Escuché los pasos de alguien que parecía subir por las escaleras, pero no me fijé en quién era. No había tiempo para hacerle caso a mi curiosidad.
Aproveché el momento en el que él giró su cabeza hacia el invitado inesperado para asestarle un buen rodillazo en la entrepierna. En cuanto sus brazos se debilitaron por el dolor y me soltó para arrodillarse en el suelo, me separé de él para salir corriendo por la puerta principal.
— ¡No vuelvas a dirigirme la palabra en tu vida! — le grité mientras avanzaba, sin contar con los pequeños escalones que daban al jardín.
Mi pie y mi mente no tomaron el mismo camino y en un abrir y cerrar de ojos acabé fuera de la casa, pero no como hubiera querido. Mi tobillo se torció al bajar mal el primer escalón y caí rodando hasta el suelo, dándome un golpe bastante feo en la cabeza, que acabó por marearme y dejarme tirada en el jardín. Al menos la hierba olía bien, como a césped recién cortado, debieron de haber hecho las tareas de jardinería hacía relativamente poco.
Noté una gota resbalando por mi cabeza, lo que me hizo salir de mis pensamientos. Me llevé la mano a la frente y me la puse ante mis ojos, asustándome al ver sangre.
— ¡Blair! — escuché, pero no pude ver de dónde procedía la voz. Intenté levantarme pero mi cuerpo parecía no querer responder a las órdenes que mandaba mi cerebro.
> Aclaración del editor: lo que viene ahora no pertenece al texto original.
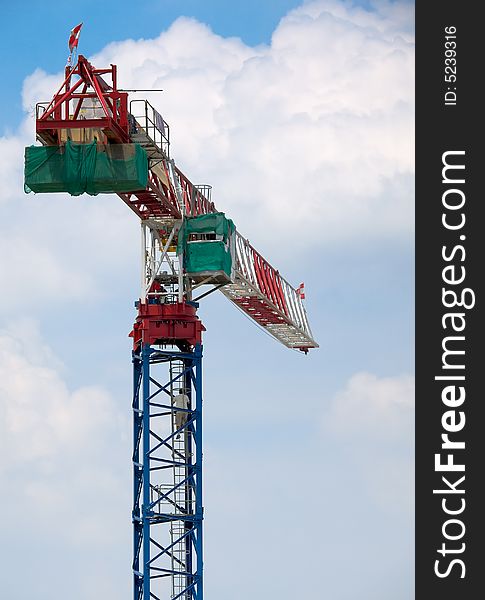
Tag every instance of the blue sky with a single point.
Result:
(304, 128)
(47, 26)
De repente empecé a tener muchísimo sueño y mis párpados empezaron a pesar. ¿Desde cuándo tenía ladrillos en los ojos? No quería dormirme, tenía que volver a casa. No tardaría mucho, solo tenía que cruzar la calle o gritar el nombre de Conrad. Seguro que a aquella distancia me escucharía, aún más con el silencio de la madrugada. Sin embargo, mi voz tampoco parecía querer hacer caso de lo que necesitaba mi cerebro.
Miré el cielo algo atontada mientras mi mente se dejaba llevar por mis pensamientos sin sentido. ¿Desde cuándo las estrellas daban vueltas? A decir verdad era muy bonito aquel torbellino de luces que pasaba ante mis ojos, pero se fue apagando a medida que dejaba de ver. Era imposible ganar aquella batalla contra el sueño.
Yo no era de aquellas personas que se dan por vencidas a la primera de cambio, pero eran las seis de la mañana aproximadamente y todo mi cuerpo pedía a gritos un descanso.
Lo último que vi antes de quedarme inconsciente fueron aquellos ojos claros que tanta alegría y dolor me habían causado. Me vi reflejada en ellos, antes de que todo a mi alrededor se volviera negro y que mis oídos dejaran de captar a dos voces que parecían llamarme desesperadamente.